# Harry's new router table and fence design



## TheHarr (Sep 16, 2008)

*Novel approach to make a cutout for your router lift. *

I picked up a Jessem FX II router lift a couple of years ago and finally found time to make my 4th router table. This time I took a novel approach to make the cutout using the template as a support frame to increase the thickness of the plywood to 1 1/2". The 2nd part of this blog illustrates how I made an adjustable fence using 1/2" screws. This is an awesome design that uses epoxy so no welding is needed.

My neighbor likes to take pictures for me so instead of writing a novel, I'll present this as a photo blog with minimal dialogue. That's less writing for me and more pictures for you. Pictures tell the story anyway.
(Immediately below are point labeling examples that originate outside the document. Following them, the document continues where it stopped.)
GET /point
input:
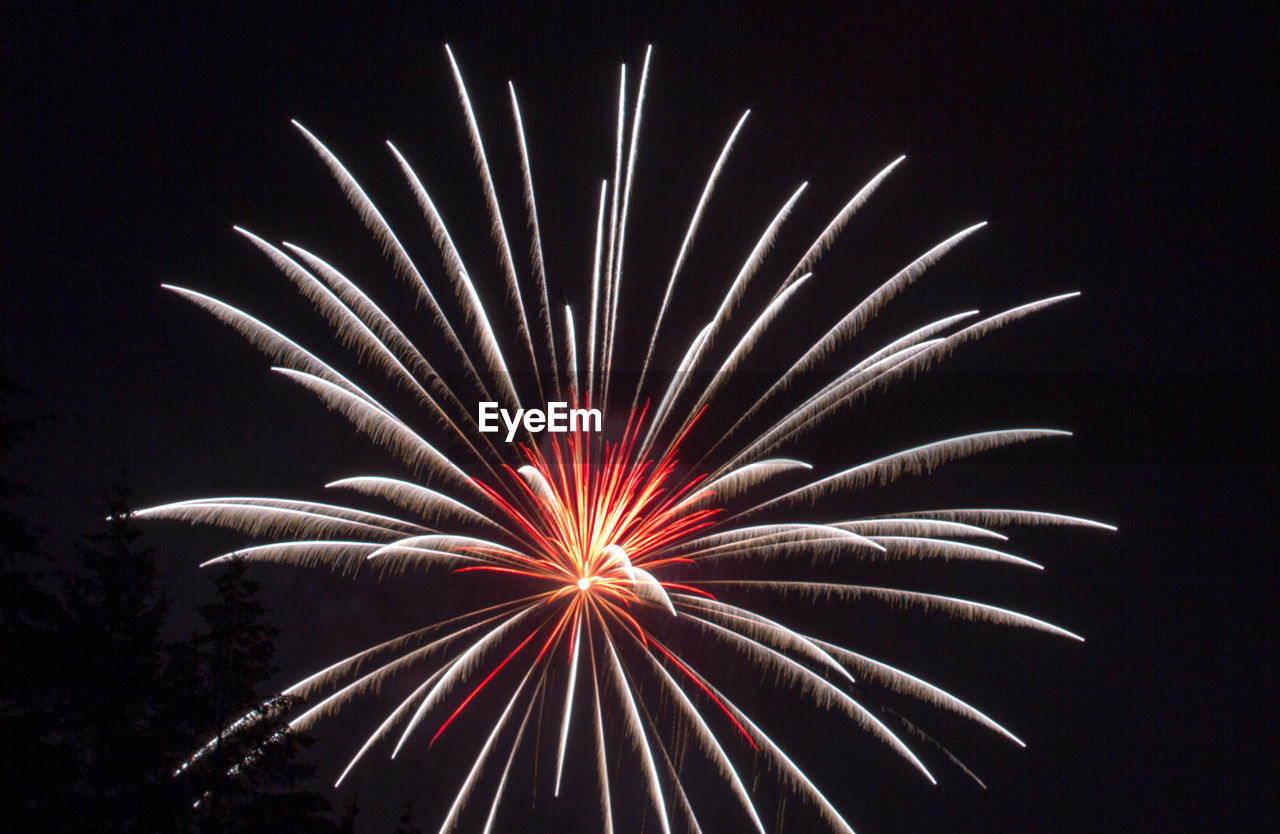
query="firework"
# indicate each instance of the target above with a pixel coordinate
(604, 541)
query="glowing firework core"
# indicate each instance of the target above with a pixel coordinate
(583, 534)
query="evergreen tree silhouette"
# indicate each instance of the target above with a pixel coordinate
(32, 658)
(251, 778)
(117, 714)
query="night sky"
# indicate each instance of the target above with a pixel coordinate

I decided on a 3/4" rabbet for my insert so I made 3/4" marks on the underside of the insert and measured the template sides against the marks.


















To make sure the sides are exactly the same size, I taped them together and gang cut…........










Oops! I cut them too short, I need to trim the sides to make them longer. Think it can't be done? See for yourself…..............









Now I glued the template together to make the frame. I am amazed how strong the bond wood glue makes.









Attaching the template to the underside of the router table. The sides are glued & stapled, the side near the miter track was just glued. Don't want to trash an expensive dado blade.









Cut out the inside blank and trimmed flush to the template with a router. You can see the combined 1 1/2" thickness where the router plate rests. This puts the extra support where it's needed. (It's a hot day.)









Cut the rabbet in several passes, working from 1/4" on the first pass up to the final 3/4" cut.

























Attached the router table to the table saw and dropped in the router lift. I had to trim up the corners with a laminate trimmer to get the plate to fit-no biggie.









Here's the underside of the router table with the lift. 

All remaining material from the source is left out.